11. Entire Agreement; Amendment. This Agreement embodies the entire understanding and agreement of the parties in relation to the subject matter hereof, and no promise, condition, representation or warranty, expressed or implied, not herein stated, shall bind either party hereto. This Agreement may be amended only by a writing executed by the Company and Employee that specifically states that it is amending this Agreement. Notwithstanding the foregoing, this Agreement may be amended solely by the Board by a writing which specifically states that it is amending this Agreement, so long as a copy of such amendment is delivered to Employee, and provided that no such amendment adversely affects the rights of Employee hereunder without Employee’s written consent. Without limiting the foregoing, the Board reserves the right to change, by written notice to Employee, the provisions of the Shares or this Agreement in any way it may deem necessary or advisable to carry out the purpose of the grant as a result of any change in applicable laws or regulations or any future law, regulation, ruling or judicial decisions, provided that any such change shall be applicable only to the Shares which are then subject to restrictions as provided herein.
12. Severability.

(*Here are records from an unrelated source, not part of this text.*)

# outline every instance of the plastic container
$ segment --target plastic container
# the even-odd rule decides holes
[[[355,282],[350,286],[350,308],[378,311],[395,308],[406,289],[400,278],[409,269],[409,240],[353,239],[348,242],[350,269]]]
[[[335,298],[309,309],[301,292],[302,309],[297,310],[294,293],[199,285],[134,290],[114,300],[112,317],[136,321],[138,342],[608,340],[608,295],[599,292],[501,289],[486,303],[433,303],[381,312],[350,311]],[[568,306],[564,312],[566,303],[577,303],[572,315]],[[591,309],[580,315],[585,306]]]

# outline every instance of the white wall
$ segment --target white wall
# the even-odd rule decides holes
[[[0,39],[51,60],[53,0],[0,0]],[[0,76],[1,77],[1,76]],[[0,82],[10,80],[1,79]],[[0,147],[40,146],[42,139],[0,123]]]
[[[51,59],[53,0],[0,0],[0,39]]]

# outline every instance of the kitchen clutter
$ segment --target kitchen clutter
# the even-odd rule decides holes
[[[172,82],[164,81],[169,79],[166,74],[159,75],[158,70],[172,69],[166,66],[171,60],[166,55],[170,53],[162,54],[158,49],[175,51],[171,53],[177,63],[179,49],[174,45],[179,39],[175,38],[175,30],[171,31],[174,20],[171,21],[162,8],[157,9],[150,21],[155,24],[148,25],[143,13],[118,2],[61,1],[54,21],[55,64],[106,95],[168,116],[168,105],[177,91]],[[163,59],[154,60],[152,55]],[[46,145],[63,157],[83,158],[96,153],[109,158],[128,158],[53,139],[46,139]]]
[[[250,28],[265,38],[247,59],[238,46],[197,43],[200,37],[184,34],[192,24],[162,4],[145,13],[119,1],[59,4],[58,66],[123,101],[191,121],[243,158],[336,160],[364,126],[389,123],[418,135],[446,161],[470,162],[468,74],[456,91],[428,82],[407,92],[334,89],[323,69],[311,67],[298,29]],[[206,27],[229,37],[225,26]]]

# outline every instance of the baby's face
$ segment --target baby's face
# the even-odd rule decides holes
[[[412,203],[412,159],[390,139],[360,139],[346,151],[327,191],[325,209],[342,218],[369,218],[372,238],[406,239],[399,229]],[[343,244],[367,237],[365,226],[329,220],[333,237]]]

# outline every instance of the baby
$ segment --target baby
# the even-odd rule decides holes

If all or any part of this Agreement is declared by any court or government authority to be unlawful or invalid, such unlawfulness or invalidity shall not invalidate any portion of this Agreement not declared to be unlawful or invalid. Any Section of this Agreement so declared to be unlawful or invalid shall, if possible, be construed in a manner that will give effect to the terms of such Section to the fullest extent possible while remaining lawful and valid.
13. Binding Effect and Benefit. This Agreement shall be binding upon and, subject to the conditions hereof, inure to the benefit of the Company, its successors and assigns, and Employee and Employee’s successors and assigns.
14. Governing Law. This Agreement shall be governed by, and construed in accordance with, the laws of the State of Arizona without regard to principles of conflicts of law.